Wouldn't our lives be filled with holiness and expectation? “The Lord is
coming this week!” Tell me, wouldn't there be infidel, liberal,
unbelieving preachers by the thousands that would be burning up their sermons
and begging God for mercy for the failure to preach the truth of God in the
coming of the Lord Jesus Christ? Tell me, if we knew Jesus was coming
this week, wouldn't there be a new spirit and a new dedication and a new love
and a new life in all of our souls? Tell me! Wouldn't it be heaven
on earth if we knew Jesus was coming this week?

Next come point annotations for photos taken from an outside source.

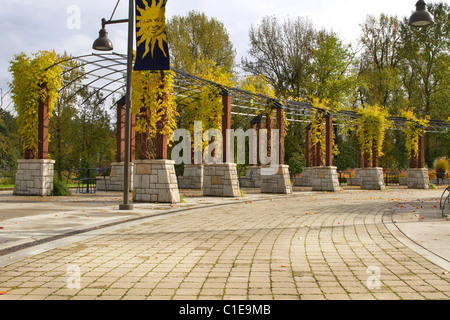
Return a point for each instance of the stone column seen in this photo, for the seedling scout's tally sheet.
(34, 177)
(329, 140)
(155, 181)
(221, 180)
(279, 182)
(280, 125)
(417, 176)
(43, 127)
(371, 178)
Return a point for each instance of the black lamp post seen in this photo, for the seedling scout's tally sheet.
(104, 44)
(421, 17)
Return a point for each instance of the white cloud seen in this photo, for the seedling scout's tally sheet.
(30, 26)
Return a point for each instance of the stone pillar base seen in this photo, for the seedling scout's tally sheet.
(355, 180)
(371, 178)
(34, 178)
(278, 182)
(221, 180)
(155, 181)
(116, 178)
(417, 178)
(192, 177)
(252, 178)
(324, 179)
(306, 176)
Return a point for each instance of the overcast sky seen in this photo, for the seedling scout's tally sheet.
(72, 26)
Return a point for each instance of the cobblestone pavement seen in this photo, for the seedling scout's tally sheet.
(304, 246)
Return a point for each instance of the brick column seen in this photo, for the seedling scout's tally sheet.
(281, 125)
(161, 139)
(375, 157)
(329, 140)
(421, 160)
(120, 131)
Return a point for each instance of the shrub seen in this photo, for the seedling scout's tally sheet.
(441, 164)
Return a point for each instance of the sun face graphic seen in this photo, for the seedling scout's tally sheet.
(152, 26)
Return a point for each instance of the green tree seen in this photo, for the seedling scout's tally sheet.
(426, 75)
(10, 142)
(60, 147)
(282, 52)
(196, 35)
(91, 134)
(379, 72)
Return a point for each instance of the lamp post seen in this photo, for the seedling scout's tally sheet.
(104, 44)
(421, 17)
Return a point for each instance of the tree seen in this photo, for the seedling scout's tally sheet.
(301, 62)
(379, 72)
(60, 124)
(91, 135)
(196, 36)
(282, 52)
(10, 143)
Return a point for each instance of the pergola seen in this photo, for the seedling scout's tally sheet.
(106, 73)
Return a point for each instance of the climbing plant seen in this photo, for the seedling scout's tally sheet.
(322, 107)
(35, 80)
(154, 101)
(413, 130)
(371, 125)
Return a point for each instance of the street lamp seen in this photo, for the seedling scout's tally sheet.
(421, 17)
(104, 44)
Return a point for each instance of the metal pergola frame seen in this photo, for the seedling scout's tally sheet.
(106, 72)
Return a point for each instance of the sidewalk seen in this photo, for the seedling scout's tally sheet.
(303, 246)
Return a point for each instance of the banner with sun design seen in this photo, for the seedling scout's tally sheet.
(151, 38)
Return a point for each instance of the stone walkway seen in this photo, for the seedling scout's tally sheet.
(308, 246)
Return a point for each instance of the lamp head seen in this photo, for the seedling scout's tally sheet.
(103, 43)
(421, 17)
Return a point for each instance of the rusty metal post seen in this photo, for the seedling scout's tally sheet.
(226, 126)
(329, 140)
(43, 127)
(375, 157)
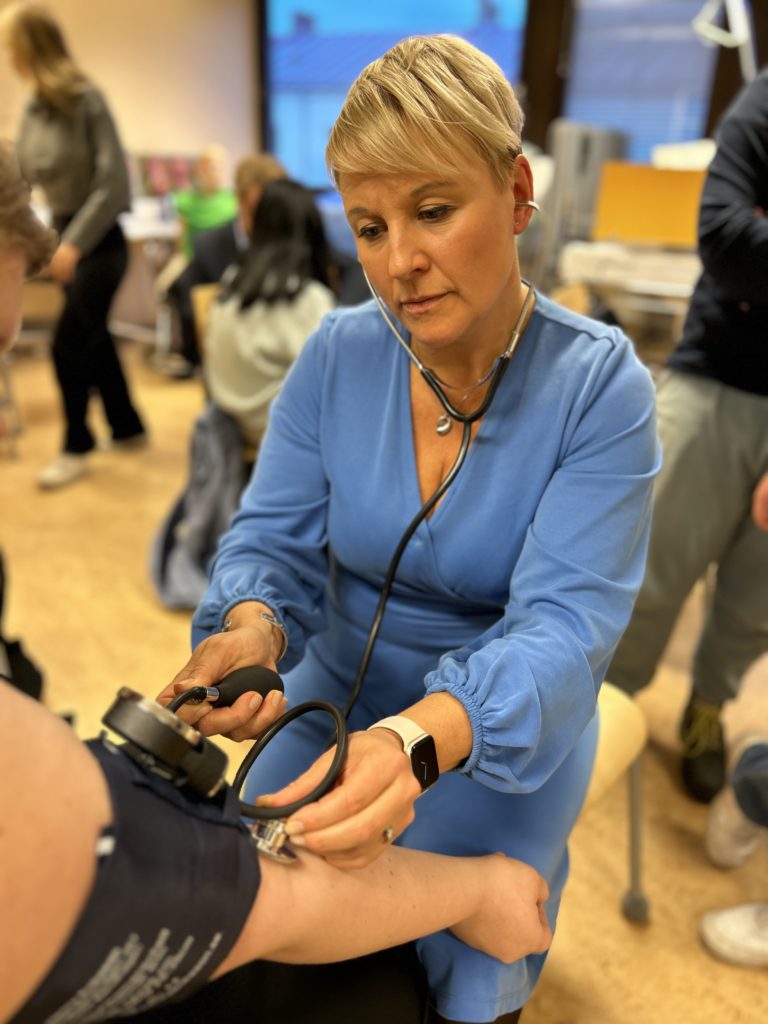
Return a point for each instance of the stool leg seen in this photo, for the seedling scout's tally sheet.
(635, 903)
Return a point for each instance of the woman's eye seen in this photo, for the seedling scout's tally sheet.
(369, 231)
(434, 212)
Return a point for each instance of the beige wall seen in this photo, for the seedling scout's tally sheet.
(178, 74)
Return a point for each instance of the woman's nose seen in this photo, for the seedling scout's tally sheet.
(406, 254)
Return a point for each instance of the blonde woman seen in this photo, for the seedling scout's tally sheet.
(68, 144)
(479, 695)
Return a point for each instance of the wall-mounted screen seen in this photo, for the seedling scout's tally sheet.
(639, 68)
(316, 48)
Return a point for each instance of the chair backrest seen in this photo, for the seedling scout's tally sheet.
(202, 297)
(638, 204)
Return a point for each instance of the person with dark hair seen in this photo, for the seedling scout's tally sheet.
(122, 890)
(213, 251)
(69, 145)
(274, 299)
(446, 523)
(713, 421)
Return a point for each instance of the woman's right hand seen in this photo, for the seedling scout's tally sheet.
(510, 922)
(212, 659)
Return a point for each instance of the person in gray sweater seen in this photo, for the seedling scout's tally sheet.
(69, 146)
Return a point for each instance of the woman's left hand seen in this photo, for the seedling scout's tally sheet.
(64, 263)
(375, 793)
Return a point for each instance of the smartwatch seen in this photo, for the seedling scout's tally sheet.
(418, 744)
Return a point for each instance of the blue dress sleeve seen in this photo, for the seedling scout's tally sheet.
(529, 683)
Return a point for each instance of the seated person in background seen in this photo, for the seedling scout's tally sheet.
(120, 891)
(274, 300)
(208, 203)
(214, 250)
(738, 821)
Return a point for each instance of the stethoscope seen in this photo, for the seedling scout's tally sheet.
(160, 740)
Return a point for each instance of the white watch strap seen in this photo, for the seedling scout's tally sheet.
(407, 729)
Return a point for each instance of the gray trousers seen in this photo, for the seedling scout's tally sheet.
(715, 444)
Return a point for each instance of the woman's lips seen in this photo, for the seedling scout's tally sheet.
(424, 305)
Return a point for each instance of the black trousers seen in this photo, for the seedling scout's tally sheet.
(84, 352)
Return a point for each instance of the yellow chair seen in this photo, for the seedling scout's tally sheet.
(621, 742)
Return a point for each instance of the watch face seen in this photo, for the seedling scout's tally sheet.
(424, 762)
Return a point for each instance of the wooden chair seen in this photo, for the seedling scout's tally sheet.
(621, 742)
(203, 297)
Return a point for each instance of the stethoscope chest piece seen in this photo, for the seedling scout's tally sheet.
(270, 838)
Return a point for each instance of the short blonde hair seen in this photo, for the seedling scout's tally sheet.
(35, 37)
(427, 97)
(19, 228)
(257, 169)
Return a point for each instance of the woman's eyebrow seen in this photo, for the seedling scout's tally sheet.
(429, 185)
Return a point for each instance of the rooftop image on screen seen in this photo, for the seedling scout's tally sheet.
(639, 68)
(316, 48)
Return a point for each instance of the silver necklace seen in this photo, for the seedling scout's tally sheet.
(444, 423)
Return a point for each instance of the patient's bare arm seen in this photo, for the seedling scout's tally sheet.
(55, 804)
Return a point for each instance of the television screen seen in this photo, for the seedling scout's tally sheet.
(640, 68)
(316, 48)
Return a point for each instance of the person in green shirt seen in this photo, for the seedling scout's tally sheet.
(208, 203)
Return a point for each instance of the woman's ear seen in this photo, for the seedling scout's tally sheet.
(522, 186)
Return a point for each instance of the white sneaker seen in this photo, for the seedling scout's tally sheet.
(731, 837)
(738, 934)
(65, 469)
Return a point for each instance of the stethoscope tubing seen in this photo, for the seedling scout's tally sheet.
(341, 718)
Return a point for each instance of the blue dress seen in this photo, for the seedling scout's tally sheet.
(511, 597)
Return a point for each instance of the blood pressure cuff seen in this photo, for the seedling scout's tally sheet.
(176, 879)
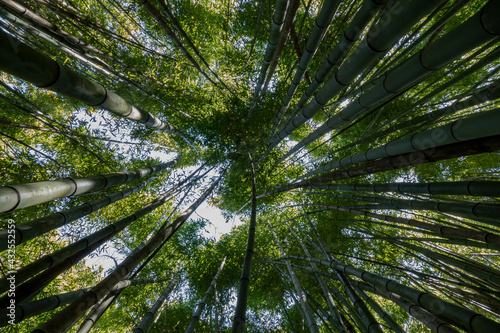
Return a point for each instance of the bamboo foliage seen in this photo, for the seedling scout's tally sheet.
(25, 195)
(37, 227)
(201, 306)
(241, 305)
(388, 222)
(348, 38)
(66, 318)
(148, 318)
(27, 310)
(30, 65)
(378, 42)
(479, 29)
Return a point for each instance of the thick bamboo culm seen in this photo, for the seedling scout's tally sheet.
(25, 195)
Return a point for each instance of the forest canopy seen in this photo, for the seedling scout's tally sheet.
(355, 141)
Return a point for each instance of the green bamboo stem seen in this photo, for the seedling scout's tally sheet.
(479, 29)
(285, 32)
(66, 318)
(468, 188)
(367, 318)
(488, 93)
(413, 309)
(272, 45)
(148, 318)
(464, 148)
(322, 23)
(201, 306)
(461, 232)
(481, 211)
(25, 195)
(30, 65)
(311, 323)
(28, 310)
(170, 33)
(337, 322)
(378, 42)
(363, 16)
(106, 233)
(242, 298)
(454, 314)
(460, 130)
(28, 231)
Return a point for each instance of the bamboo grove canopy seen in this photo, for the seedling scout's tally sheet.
(355, 141)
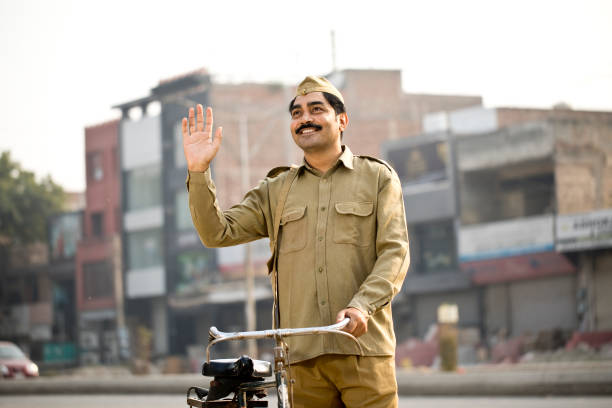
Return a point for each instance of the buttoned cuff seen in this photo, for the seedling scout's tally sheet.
(366, 308)
(198, 177)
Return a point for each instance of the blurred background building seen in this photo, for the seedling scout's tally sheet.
(509, 213)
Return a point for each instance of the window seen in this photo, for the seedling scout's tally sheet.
(97, 280)
(145, 249)
(179, 155)
(144, 188)
(195, 270)
(97, 224)
(420, 164)
(95, 166)
(432, 247)
(181, 209)
(65, 231)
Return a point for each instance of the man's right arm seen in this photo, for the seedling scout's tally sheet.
(241, 223)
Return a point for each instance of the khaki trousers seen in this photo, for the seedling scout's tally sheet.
(335, 380)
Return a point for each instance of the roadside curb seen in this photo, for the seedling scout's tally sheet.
(579, 381)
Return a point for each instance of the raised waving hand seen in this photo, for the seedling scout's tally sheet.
(198, 144)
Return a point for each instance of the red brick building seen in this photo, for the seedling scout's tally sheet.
(98, 268)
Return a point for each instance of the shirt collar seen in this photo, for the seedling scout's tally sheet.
(345, 158)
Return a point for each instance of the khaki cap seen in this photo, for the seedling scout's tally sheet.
(317, 84)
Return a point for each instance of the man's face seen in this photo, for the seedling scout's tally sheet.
(315, 127)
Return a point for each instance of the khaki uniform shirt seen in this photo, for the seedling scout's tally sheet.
(342, 243)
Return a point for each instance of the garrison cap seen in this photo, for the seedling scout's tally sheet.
(317, 84)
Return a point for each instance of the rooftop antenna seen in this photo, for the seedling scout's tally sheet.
(333, 44)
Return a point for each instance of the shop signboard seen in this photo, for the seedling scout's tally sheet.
(506, 238)
(590, 230)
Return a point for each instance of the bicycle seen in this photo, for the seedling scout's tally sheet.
(244, 377)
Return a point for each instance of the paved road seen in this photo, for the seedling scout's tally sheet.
(178, 401)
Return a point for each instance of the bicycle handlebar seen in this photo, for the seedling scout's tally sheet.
(216, 336)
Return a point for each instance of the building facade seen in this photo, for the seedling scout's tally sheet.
(489, 195)
(99, 286)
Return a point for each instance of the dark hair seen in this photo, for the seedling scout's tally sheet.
(333, 100)
(335, 103)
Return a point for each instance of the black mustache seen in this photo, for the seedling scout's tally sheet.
(307, 125)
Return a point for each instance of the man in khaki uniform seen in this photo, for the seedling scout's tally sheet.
(342, 247)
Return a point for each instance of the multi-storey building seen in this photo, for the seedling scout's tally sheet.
(498, 201)
(174, 286)
(99, 291)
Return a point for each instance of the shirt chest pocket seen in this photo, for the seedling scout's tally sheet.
(354, 223)
(294, 229)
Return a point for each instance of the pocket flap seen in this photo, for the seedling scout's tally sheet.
(360, 209)
(293, 214)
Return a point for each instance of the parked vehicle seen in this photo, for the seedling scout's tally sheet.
(15, 364)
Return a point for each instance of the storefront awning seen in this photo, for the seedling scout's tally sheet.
(520, 267)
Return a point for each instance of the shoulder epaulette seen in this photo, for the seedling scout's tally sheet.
(376, 159)
(277, 170)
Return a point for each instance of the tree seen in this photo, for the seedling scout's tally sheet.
(25, 205)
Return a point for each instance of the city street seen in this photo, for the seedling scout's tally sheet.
(168, 401)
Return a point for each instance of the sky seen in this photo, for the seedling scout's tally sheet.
(64, 64)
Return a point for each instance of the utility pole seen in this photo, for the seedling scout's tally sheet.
(333, 44)
(249, 305)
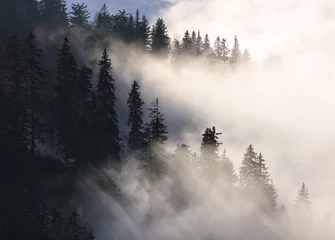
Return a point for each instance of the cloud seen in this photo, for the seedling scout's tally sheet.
(262, 26)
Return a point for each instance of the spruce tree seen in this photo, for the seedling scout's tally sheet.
(85, 130)
(217, 48)
(176, 51)
(57, 226)
(103, 21)
(66, 98)
(135, 118)
(107, 122)
(225, 51)
(187, 43)
(227, 170)
(249, 166)
(235, 56)
(199, 44)
(79, 16)
(155, 136)
(156, 129)
(246, 57)
(302, 200)
(15, 86)
(36, 100)
(160, 40)
(54, 13)
(130, 30)
(209, 153)
(144, 35)
(74, 230)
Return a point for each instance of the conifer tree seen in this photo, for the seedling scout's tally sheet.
(176, 51)
(155, 137)
(130, 30)
(107, 121)
(302, 200)
(66, 98)
(156, 129)
(85, 129)
(246, 57)
(144, 35)
(217, 48)
(160, 40)
(103, 21)
(225, 51)
(79, 16)
(57, 227)
(227, 169)
(35, 76)
(187, 43)
(249, 166)
(209, 153)
(54, 13)
(207, 45)
(199, 44)
(135, 117)
(74, 230)
(235, 56)
(13, 74)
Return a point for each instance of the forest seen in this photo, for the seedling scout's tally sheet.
(60, 123)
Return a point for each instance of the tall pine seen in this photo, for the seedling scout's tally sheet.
(135, 117)
(66, 100)
(107, 129)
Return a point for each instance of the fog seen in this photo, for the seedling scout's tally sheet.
(285, 111)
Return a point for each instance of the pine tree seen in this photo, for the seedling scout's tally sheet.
(85, 131)
(235, 56)
(156, 129)
(66, 97)
(74, 230)
(227, 169)
(130, 30)
(103, 21)
(225, 51)
(155, 136)
(13, 74)
(144, 36)
(209, 153)
(246, 57)
(35, 79)
(176, 51)
(79, 17)
(207, 45)
(54, 13)
(199, 45)
(187, 43)
(160, 40)
(302, 200)
(249, 166)
(217, 48)
(135, 118)
(90, 236)
(107, 121)
(120, 22)
(57, 227)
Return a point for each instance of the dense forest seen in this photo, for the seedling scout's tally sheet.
(59, 120)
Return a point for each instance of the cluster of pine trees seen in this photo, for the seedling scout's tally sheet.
(59, 108)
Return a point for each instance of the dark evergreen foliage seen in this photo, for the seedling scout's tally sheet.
(135, 118)
(107, 131)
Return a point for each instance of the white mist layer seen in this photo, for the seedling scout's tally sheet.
(286, 112)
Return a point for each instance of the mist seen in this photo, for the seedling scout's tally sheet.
(285, 111)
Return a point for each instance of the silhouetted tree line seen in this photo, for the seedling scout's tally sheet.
(59, 110)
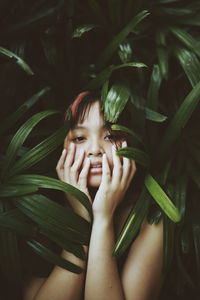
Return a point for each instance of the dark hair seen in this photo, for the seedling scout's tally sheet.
(81, 105)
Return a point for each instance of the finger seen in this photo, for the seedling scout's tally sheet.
(61, 160)
(74, 171)
(84, 173)
(117, 167)
(133, 171)
(106, 174)
(69, 161)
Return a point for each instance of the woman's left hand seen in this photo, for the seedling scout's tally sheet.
(113, 184)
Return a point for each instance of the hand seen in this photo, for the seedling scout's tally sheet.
(113, 186)
(69, 171)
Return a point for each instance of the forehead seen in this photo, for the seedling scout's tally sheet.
(93, 116)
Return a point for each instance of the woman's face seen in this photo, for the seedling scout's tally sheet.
(92, 136)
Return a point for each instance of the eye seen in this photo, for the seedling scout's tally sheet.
(111, 137)
(78, 139)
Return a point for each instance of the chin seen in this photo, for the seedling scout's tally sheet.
(94, 181)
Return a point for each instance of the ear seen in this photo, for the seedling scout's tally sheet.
(66, 143)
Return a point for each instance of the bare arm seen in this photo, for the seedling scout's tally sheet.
(60, 285)
(142, 271)
(102, 278)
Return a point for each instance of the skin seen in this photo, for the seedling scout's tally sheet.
(140, 277)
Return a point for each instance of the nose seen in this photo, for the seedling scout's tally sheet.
(95, 148)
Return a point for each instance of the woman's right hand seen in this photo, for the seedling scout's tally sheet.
(69, 171)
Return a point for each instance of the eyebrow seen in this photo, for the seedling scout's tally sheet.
(104, 126)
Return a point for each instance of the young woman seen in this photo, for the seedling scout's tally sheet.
(90, 163)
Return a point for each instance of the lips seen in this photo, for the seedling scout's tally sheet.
(96, 168)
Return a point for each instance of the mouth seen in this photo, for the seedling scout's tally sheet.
(96, 169)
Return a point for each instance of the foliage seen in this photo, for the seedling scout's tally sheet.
(141, 54)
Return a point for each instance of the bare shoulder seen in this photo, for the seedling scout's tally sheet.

That is what the Bible says, “He
is coming.” And He is coming in an hour that we think not; He is coming
as a thief with unsandled feet, quietly, clandestinely, furtively. He may
come before we reach home tonight. He may come before the dawn. He
may come before the tomorrow. He may come any time, any moment. And
the apostle says, "What kind of people should we be—waiting for, hastening
unto, the coming of our dear Lord?" Oh, my heart replies with all of the
loving passion of my soul, "Lord, Lord, help me to walk in the way of the
Lord; in faith, in love, in service, in devotion, in consecration."
And if the Lord comes any day, any time, any moment, let my heart cry be that
of the Apostle John, “Amen. Even so, come, blessed Jesus. “ If I
know my heart, I’m ready. This moment, next moment, this day, any day,
come, blessed, blessed Jesus. May we stand together?
[Audio
Ends]
Our Lord when we open God’s holy
Book and read of these great revelations the Lord gave the apostles, O Master
how our hearts are moved by the truth of what God has revealed to us. And
our Lord wherein we fail, and falter, and fall short may there be forgiveness
in God’s merciful heart. And then Lord in a renewed dedication may we
serve Thee. May the Lord find us when He comes busy at our tasks, and our
appointed assignments, and without loss of one. O God may we all be
saved, and especially, and particularly, and unusually, movingly so do I pray
for these who have heard this message from Simon Peter tonight; thousands on
the radio and thousands here in this sanctuary. And our Lord make this a
night of salvation. “I have heard the Word of God and my heart is open heavenward
and Christ-ward and tonight, this night is the night of decision for me and my
soul.”
While our people pray and wait
just for you, when we sing our invitation hymn down one those stairways, down
one of these aisles, “Pastor, this is my family. We are all coming
tonight.” Or just a couple or just a somebody you, a single as God shall press
the appeal to your heart, answer with your life. “Pastor this is God’s
time for me and here I stand.” Do it. It will be the most
meaningful decision you will ever make. And when we sing the first note
of that first stanza, take that first step and God will see you through.
Angels will attend you in the way. Do it and God bless you as you answer
with your life. And our Lord, thank Thee from the deep of our souls for
the sweet harvest You give us this blessed evening. Waiting for,
hastening unto the coming of our Lord Whom we welcome, come blessed
Jesus. “Come now in to my heart, and home, and life, and work, vision and
prayers, come Lord Jesus. And someday, maybe soon, come in the clouds of
heaven and let me be among those that stand to receive Thee in loving
anticipation.” O Lord do it tonight in Thy saving name, amen. While
we sing our appeal, this is God’s time. Welcome while we sing.